Então, o que resta aos animais? Não resta muito, mas para nós restam os incontáveis signos de violência que inventamos para tornar nossa comunicação persuasiva e dominadora de animais humanos e não humanos. Nós podemos organizar protestos, praticar a contestação, desobedecer, derrubar muros, organizar movimentos sociais, encorajar a luta etc, mas sempre deixando os animais fora disso quando eles não forem a razão própria do levante.
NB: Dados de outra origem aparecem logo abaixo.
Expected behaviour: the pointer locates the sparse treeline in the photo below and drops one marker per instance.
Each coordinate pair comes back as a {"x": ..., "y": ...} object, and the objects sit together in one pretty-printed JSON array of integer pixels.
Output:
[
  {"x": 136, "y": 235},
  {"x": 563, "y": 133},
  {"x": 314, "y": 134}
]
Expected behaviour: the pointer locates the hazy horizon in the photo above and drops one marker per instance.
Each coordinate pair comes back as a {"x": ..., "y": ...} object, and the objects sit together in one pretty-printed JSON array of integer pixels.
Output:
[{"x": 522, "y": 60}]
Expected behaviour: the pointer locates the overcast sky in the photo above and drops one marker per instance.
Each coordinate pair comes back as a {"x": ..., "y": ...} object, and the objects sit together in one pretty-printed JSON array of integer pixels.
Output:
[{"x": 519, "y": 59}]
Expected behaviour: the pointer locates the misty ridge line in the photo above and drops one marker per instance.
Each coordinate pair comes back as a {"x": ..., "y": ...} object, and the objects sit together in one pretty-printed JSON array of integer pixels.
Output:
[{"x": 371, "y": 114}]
No Saber Animal apoiamos todos os movimentos sociais que não têm os animais como joguete de suas articulações e disputas de narrativas dentro ou fora do campo político, afinal, os animais não se revoltam ou se rebelam – exceto nas ficções criadas por nós, humanos. Os animais não humanos apenas fogem ou se defendem, às vezes e quando seus corpos permitem, de nossas covardes investidas, mas outros, nem isso, pois são tão mansos, amistosos e curiosos que seguem sendo abatidos para todos os fins, sejam eles simbólicos ou não.


Nota

1. “Liberatory social change will require us, as minorities, to change our thinking as well. If we know that racism and sexism are systemic issues that impact everyone, why would we think that white people are the only ones who need to reevaluate their behaviors and conceptual frameworks? The system has infected us all. It is illogical to talk about “structures” in one breath, and then have our advocacy structured around disciplining individual white people. Liberation will require all of us to act differently and to reevaluate how we’ve been trained to understand what the actual problems are, and their solutions. Change won’t just be an external event, but will happen internally as well. Liberation requires us to knock down the wall we’ve placed around our own oppression as black people so we can see the expansive territory of white supremacy and how it impacts many other marginalized groups.” (grifo nosso)

Texto atualizado em 12 de Janeiro de 2024.